Ица чуть склонила голову. Все-таки взгляд у нее совершенно недетский.
— Она такая, какая есть. И я. Может, нас такими сделали. А где-то мы и сами сделались, чтобы выжить или просто уже по привычке. И нельзя сказать, что на нас вовсе нет вины, как нельзя сказать, что мы сами во всем виноваты. Нет. Жизнь… сложная, как бы банально это ни звучало. Но бросать я её не хочу. Она, если подумать, все, что осталось от моей семьи. И… все, что было у меня от семьи. Понимаешь?
— Я хотела сестру. Или брата, — вздохнула Ица. — Чтобы большой и сильный. И защищал… хотя не от кого меня там защищать.
— Её я никогда не мог защитить. Как и она меня. Раньше… а тут… она не показывает, но ей страшно. Очень. С ума сойти… безумные маги — это то, с чем лучше не сталкиваться, — язык у мешеков неудобный, какой-то клокочущий, и говорит Винченцо явно криво, но его понимают. — Или потеряться. Стать кем-то другим… не важно. Я хочу пойти с ней.

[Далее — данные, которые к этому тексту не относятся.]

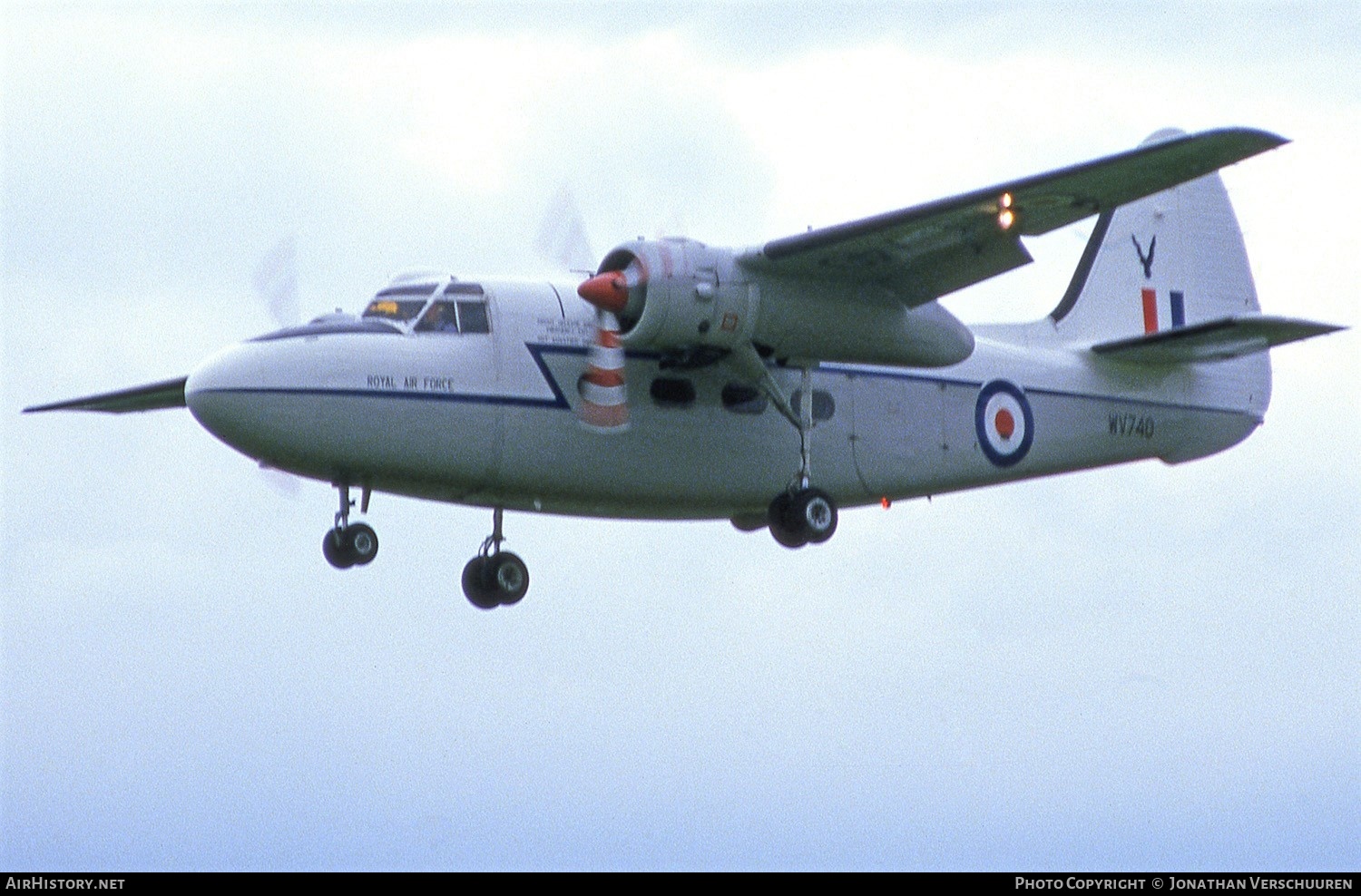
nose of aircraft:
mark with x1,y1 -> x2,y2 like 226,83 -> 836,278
184,343 -> 263,457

— Тогда попроси, чтобы она тебя взяла.
— А ты? Ты можешь помочь? Хоть чем-то?
— Дорога, — Ица снова ответила не сразу. — Дорогу я могу открыть. Немножко. Если она захочет.
Миара захотела.
Вечер.
Костер.
Река, которая уже наполнилась водой, пусть темной и грязной даже в сумерках. Опаленные берега. Запах гари и гнилой тины, исходящий от воды. Карраго, который выглядит странно-безразличным ко всему вокруг. Он сидит, протянув руки к костру, и пламя подсвечивает тонкие пальцы его розовым. Карраго же смотрит на них, иногда шевеля, и снова застывая.
Зверье.
С одной стороны поляны безымянная тварь, сопровождающая Ицу. С другой — Ирграм со своим рытвенником. Звери предпочитают не замечать друг друга, и тем, пожалуй, мудрее людей.
Миара сидит, сцепив руки.
Страшно.
Она чуть покачивается, влево и вправо, и кажется, того и гляди сорвется.
Винченцо положил ей руку на плечо.
— Не обязательно.
Ложь.
Обязательно. Она закрывает глаза. А потом Карраго делает неуловимое движение пальцами, и Миара обмякает, так, что Винченцо едва успевает её подхватить.